An atypical method of propaganda
Another aspect of the indictment is that it went beyond addressing the problematics [of the case] and determining legal culpability in order to deal with media-related questions. In a number of ways, this approach amounted to propaganda, the goal of which was again to reinforce the aforementioned official narrative.
This is particularly evident when the judge introduced the legal discussion by affirming that the torture was individualistic in nature. Although important, this conclusion seems more pertinent to the international rights discourse and the extent of the state’s commitment to combating torture than to criminal culpabilities in Lebanon. The indictment’s priority thus appears to have been to exonerate Lebanon in the international rights arena, irrespective of the investigation’s eventual conclusions regarding criminal culpabilities.

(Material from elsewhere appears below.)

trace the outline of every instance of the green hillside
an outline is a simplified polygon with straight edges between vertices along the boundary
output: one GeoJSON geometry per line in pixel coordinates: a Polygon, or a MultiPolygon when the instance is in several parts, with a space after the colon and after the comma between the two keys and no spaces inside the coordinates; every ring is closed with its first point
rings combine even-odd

The indictment did not only exonerate the whole security institution but also went so far as to lavishly praise the discipline and good conduct of its personnel. As noted earlier, the investigation was restricted to the testimonies of the five accused persons; yet the indictment concluded, without justification, that “even though the prisoners had detained a number of officers and NCOs and had burnt and physically injured others, the personnel –except for the two who acted against their superiors’ orders– complied with instructions”. Hence, by virtue of this narrative, the scandal turned into an opportunity to praise the discipline that the security personnel maintained despite the harsh circumstances they faced. Similarly, the investigating judge’s decision to not hear the testimony of any officer can be understood as an effort to avoid raising any suspicion of their involvement in the torture. In other words, they were considered infallible and beyond suspicion.
Additionally, the indictment allocated significant space to highlighting more motives that extenuate and justify the torture. The two accused of beating violated their superiors’ orders due to a desire to “help the young” among their comrades after the prisoners directed “curses” at them “from the windows”. One of the two grew angrier “when one of the prisoners turned to him and said ‘Hey biceps, I’m going to shove that baton…’”. The implication of this is that those accused of beating violated the orders of their leaders not because they are bad, but, on the contrary, because they have some sense of honor. Hence, while confirming Lebanon’s commitment to combatting torture, the indictment also contextualized its description of the brutal torture that occurred within circumstances that invite readers to [sympathetically] with it. The behavior of the two personnel, then, appears as a violation of the law without necessarily being a disgraceful ethical violation. Of course, this depiction of the events was only possible because no testimonies were taken from any of the torture victims.
It was thus that the official narrative of the Roumieh Prison torture scandal was written. The unofficial narrative has yet to be written.
This article is an edited translation from Arabic.